It was meant to be a feel-good photo-op. When India’s prime minister invited top executives on stage to join hands in a symbolic show of unity at the India AI Impact Summit, everyone linked up—except OpenAI’s Sam Altman and Anthropic’s Dario Amodei. The two leaders, standing shoulder to shoulder yet keeping their hands apart, delivered a split-second metaphor for the most watched rivalry in artificial intelligence.
What Happened on Stage Between Altman and Amodei at India’s AI Summit
The gesture was simple; the optics were anything but. Cameras caught Altman and Amodei visibly declining to clasp hands, even as other tech chiefs complied. The moment landed because it captured an uncomfortable truth: cooperation and competition now coexist uneasily in frontier AI, and even ceremonial calls for solidarity can’t paper over strategic fault lines.
OpenAI and Anthropic Rivalry Spills Into the Spotlight
OpenAI and Anthropic have increasingly divergent playbooks. OpenAI has been testing advertising in ChatGPT, a move aimed at subsidizing inference costs at scale and broadening monetization beyond API and enterprise tiers. Anthropic pounced on that decision with high-profile spots during the Big Game, promising that Claude would never run ads—a brand-level swipe that framed the debate as one of trust and product integrity.
Altman shot back, labeling Anthropic’s framing as “dishonest” and “authoritarian,” arguing that the ads depicted were not how OpenAI would implement them and that users would reject invasive formats. The public tit-for-tat didn’t just surface philosophical differences; it clarified business-model bets in a market where inference costs, safety mitigations, and user experience are in constant tension.
India Becomes Shared Ground for Both AI Labs’ Expansion
Both companies used the New Delhi stage to court India’s developers and enterprises. OpenAI announced two new offices in India, a partnership with Tata Consultancy Services, and tools targeting higher education. Anthropic confirmed an India office and a collaboration with Infosys for internal use and client deployments. Those alliances matter: TCS employs well over 600,000 people globally and serves blue-chip clients across industries, while Infosys has a workforce north of 300,000—distribution channels of this scale can accelerate real-world adoption.
The push aligns with India’s wider AI agenda. The government’s IndiaAI Mission, overseen by the Ministry of Electronics and Information Technology, targets public compute infrastructure on the order of 10,000+ GPUs, open datasets, and skilling at national scale. NASSCOM has estimated that India hosts one of the world’s largest pools of AI and analytics talent, topping 400,000 professionals, and GitHub’s Octoverse has repeatedly ranked India as the fastest-growing developer community. For model labs seeking talent density and enterprise demand, the fit is obvious.

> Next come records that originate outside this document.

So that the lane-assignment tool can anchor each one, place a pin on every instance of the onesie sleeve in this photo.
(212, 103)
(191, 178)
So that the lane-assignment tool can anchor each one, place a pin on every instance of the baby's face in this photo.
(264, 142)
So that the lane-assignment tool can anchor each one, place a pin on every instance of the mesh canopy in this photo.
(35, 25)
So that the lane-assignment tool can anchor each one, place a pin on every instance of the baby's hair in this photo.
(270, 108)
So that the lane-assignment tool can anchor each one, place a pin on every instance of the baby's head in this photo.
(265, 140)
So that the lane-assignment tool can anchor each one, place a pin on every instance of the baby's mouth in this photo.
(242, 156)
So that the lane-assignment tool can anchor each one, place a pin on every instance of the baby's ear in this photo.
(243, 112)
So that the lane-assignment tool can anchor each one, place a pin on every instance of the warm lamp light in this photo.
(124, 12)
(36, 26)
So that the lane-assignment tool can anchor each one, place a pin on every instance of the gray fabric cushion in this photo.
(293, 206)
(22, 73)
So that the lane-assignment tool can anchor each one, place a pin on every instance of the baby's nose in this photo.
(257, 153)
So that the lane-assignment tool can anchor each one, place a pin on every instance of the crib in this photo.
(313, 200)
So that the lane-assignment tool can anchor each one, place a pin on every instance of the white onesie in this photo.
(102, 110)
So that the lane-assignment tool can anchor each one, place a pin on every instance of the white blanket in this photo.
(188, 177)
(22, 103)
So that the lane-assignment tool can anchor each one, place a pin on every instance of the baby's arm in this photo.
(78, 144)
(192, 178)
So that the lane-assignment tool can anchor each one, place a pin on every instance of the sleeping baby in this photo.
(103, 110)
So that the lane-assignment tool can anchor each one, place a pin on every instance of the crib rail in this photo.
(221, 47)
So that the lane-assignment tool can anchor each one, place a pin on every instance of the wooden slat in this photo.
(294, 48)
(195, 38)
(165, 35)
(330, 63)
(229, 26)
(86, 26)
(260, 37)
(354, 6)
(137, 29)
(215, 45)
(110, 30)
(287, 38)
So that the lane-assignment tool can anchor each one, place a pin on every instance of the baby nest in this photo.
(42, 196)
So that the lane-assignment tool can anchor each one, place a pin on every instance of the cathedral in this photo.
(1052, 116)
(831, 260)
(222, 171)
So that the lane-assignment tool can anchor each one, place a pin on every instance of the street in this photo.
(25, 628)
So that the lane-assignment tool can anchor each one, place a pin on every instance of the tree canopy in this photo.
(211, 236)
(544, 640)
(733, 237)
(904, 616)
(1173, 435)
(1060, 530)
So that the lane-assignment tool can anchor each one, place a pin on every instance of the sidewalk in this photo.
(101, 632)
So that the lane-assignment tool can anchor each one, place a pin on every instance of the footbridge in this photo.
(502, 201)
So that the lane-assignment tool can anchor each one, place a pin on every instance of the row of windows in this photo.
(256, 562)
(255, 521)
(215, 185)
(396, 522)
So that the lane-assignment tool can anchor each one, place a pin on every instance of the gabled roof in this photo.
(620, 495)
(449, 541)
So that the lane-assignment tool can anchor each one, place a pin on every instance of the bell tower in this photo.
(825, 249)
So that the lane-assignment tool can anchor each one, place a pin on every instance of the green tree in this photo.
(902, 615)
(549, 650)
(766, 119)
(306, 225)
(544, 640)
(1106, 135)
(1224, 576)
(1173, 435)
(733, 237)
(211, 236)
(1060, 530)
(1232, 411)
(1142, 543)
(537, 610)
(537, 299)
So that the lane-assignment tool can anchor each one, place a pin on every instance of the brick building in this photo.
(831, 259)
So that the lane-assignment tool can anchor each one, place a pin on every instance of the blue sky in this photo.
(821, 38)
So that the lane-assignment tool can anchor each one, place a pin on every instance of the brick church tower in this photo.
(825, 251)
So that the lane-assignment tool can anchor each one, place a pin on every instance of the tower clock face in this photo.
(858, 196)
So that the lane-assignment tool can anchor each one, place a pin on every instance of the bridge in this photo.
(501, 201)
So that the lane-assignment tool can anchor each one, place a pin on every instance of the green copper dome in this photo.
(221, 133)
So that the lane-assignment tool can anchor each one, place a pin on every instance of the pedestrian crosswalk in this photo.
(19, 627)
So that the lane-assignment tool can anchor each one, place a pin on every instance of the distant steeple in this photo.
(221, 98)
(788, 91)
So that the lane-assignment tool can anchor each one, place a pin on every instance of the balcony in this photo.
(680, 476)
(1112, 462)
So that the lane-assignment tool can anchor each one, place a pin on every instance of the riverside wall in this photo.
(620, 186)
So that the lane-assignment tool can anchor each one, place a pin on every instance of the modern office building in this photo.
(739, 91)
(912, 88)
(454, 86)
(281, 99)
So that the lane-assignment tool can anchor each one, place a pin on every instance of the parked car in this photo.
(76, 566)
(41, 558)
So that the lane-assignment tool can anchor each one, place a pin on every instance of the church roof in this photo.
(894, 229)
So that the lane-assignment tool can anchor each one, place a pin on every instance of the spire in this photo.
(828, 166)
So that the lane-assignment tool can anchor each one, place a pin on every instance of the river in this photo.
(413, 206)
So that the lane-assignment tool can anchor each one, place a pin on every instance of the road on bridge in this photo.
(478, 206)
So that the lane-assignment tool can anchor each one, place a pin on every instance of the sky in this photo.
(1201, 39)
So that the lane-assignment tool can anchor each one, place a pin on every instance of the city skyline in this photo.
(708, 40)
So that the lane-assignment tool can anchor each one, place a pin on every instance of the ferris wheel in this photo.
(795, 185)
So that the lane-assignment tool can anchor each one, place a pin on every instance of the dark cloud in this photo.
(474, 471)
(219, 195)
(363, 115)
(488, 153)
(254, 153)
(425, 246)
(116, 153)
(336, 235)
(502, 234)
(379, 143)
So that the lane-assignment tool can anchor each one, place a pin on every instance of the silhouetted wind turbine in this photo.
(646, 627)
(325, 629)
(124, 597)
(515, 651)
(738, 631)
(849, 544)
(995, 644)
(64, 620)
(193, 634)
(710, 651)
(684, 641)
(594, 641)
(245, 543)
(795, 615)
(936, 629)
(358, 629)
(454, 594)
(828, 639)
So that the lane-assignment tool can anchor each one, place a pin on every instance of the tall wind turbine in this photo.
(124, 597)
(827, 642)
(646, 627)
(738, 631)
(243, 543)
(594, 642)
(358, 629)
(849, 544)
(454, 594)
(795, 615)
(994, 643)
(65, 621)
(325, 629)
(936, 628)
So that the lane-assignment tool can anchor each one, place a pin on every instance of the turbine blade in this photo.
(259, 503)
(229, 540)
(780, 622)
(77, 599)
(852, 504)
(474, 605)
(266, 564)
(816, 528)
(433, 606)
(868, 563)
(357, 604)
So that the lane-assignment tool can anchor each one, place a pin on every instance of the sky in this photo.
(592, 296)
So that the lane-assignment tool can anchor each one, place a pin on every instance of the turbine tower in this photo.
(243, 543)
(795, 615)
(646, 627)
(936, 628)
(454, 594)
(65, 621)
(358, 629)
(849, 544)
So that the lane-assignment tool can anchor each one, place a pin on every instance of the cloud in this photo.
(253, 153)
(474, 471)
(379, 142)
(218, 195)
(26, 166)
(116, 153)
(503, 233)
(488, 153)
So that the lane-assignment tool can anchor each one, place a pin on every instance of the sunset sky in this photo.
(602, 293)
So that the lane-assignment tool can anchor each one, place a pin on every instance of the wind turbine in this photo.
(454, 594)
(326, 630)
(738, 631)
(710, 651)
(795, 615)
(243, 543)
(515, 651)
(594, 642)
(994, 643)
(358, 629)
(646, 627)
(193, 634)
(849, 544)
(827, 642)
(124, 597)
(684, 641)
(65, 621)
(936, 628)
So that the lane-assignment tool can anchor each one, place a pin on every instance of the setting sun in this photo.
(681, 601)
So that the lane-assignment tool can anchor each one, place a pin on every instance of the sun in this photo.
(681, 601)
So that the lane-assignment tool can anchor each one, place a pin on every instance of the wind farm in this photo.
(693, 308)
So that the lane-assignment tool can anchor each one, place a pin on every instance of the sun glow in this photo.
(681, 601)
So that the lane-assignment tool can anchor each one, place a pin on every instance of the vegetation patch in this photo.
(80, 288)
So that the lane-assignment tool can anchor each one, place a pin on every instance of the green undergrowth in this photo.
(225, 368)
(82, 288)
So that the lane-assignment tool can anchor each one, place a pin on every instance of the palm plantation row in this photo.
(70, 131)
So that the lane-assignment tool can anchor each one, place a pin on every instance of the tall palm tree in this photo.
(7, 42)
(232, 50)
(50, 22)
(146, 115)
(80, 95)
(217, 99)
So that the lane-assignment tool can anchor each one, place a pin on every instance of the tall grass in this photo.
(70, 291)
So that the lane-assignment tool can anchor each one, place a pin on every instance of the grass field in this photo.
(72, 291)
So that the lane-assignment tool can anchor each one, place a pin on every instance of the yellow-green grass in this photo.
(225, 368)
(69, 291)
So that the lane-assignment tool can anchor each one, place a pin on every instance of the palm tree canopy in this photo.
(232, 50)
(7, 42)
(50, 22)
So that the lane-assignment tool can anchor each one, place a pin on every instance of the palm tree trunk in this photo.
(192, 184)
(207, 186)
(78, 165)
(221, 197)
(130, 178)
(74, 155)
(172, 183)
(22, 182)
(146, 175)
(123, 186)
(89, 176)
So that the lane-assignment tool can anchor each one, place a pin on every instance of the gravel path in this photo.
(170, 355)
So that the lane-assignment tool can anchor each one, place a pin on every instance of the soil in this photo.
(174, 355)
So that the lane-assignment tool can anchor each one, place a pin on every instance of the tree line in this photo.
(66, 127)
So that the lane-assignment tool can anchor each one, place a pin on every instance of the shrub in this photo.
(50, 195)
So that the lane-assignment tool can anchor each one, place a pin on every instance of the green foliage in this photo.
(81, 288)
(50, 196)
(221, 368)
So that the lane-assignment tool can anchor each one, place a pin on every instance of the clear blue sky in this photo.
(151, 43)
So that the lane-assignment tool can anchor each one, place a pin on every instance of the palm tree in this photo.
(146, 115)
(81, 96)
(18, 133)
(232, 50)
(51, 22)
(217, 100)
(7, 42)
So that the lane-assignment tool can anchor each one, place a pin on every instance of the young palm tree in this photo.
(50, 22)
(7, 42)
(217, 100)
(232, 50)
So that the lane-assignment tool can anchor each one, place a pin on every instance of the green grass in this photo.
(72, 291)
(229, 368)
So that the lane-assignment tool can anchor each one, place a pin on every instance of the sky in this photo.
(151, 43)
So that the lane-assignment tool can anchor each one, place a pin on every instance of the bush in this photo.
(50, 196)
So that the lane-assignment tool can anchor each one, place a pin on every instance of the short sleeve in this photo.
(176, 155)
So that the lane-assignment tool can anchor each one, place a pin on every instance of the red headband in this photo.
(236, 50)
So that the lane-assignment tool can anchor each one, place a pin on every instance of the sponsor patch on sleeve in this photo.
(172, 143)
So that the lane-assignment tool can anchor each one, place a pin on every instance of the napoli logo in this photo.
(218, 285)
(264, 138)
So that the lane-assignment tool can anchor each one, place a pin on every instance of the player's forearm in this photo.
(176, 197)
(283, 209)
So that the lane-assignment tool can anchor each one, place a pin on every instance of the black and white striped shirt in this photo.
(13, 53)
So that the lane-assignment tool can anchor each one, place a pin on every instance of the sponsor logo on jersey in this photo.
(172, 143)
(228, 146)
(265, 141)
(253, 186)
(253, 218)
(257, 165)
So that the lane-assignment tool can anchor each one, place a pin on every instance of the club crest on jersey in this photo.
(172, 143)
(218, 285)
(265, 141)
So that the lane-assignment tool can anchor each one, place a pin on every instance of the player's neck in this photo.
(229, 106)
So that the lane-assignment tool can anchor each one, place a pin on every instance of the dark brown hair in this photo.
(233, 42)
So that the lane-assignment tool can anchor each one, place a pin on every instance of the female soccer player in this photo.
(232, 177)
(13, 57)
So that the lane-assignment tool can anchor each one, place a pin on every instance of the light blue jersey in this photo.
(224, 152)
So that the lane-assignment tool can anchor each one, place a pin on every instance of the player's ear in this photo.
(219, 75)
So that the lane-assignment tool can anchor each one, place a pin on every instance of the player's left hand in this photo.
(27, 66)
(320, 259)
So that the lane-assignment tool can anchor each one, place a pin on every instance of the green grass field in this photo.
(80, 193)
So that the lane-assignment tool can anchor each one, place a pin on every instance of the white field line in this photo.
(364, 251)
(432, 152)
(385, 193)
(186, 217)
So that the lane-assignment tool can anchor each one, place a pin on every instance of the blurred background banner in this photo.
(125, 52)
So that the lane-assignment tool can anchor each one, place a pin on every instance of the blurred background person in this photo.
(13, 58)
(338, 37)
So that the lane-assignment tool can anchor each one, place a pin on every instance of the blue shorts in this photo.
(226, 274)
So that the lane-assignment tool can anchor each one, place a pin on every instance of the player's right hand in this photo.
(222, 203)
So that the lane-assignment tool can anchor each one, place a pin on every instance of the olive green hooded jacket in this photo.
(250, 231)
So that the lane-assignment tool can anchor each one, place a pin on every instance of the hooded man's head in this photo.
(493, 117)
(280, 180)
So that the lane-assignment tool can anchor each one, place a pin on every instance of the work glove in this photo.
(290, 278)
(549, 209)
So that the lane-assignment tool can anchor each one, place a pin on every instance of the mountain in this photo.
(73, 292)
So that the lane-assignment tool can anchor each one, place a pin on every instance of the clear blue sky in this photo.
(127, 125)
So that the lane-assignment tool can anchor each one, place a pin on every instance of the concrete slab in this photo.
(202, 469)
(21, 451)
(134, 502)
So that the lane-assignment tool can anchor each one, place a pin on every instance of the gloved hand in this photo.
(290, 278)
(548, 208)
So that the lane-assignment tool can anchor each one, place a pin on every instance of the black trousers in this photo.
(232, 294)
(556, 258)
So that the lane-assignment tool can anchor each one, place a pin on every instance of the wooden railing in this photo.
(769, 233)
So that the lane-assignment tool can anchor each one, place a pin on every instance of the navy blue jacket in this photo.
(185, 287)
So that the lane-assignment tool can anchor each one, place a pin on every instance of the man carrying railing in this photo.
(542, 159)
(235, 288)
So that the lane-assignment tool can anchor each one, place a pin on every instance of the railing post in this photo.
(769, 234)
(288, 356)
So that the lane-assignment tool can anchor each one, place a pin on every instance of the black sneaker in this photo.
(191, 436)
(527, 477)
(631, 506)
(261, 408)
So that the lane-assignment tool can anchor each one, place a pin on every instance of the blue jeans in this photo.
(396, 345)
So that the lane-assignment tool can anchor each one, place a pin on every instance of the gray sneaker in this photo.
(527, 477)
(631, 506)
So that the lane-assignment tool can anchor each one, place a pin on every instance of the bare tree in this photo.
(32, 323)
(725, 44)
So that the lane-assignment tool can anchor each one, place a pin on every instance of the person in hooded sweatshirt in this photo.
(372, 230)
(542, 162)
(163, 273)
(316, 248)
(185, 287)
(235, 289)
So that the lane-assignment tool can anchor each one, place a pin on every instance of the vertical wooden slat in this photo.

More Than a Photo Op: Policy Optics and Unresolved Questions
To policymakers, the hand-holding tableau was supposed to broadcast alignment on safety and innovation. Yet the non-gesture from Altman and Amodei underlined unresolved questions: how to pay for frontier-scale inference without eroding user trust; how to balance speed with safeguards; and whether voluntary industry compacts can keep pace with rapidly scaling capabilities. Both companies signed earlier safety commitments in the United States and sent delegates to global safety forums, but commercial pressures are pushing them down distinct paths.
India’s challenge—and opportunity—is to convene these paths productively. Enterprise buyers here are pragmatic: they will mix and match providers, run pilots across stacks, and demand measurable ROI on tasks like customer support, code modernization, and knowledge retrieval. Services firms will be kingmakers, translating foundation model capabilities into vertical-specific workflows at scale.
Signals for the Road Ahead in AI Business Models and Trust
For OpenAI, experiments with ads hint at a willingness to diversify revenue beyond subscriptions and enterprise licenses—useful in markets where price sensitivity is high and unit economics are unforgiving. For Anthropic, the no-ads stance is a differentiator anchored in trust, safety, and a premium positioning. Both strategies can win, but they will likely attract different user segments and partner ecosystems.
In that light, the awkward beat on stage wasn’t merely awkward. It was instructive. India is assembling the pipes—compute, talent, and enterprise scale—that could determine which philosophies thrive. If the country succeeds in pairing robust guardrails with market-driven experimentation, moments of dissonance like this one may be the growing pains of a market that ultimately raises the bar for everyone.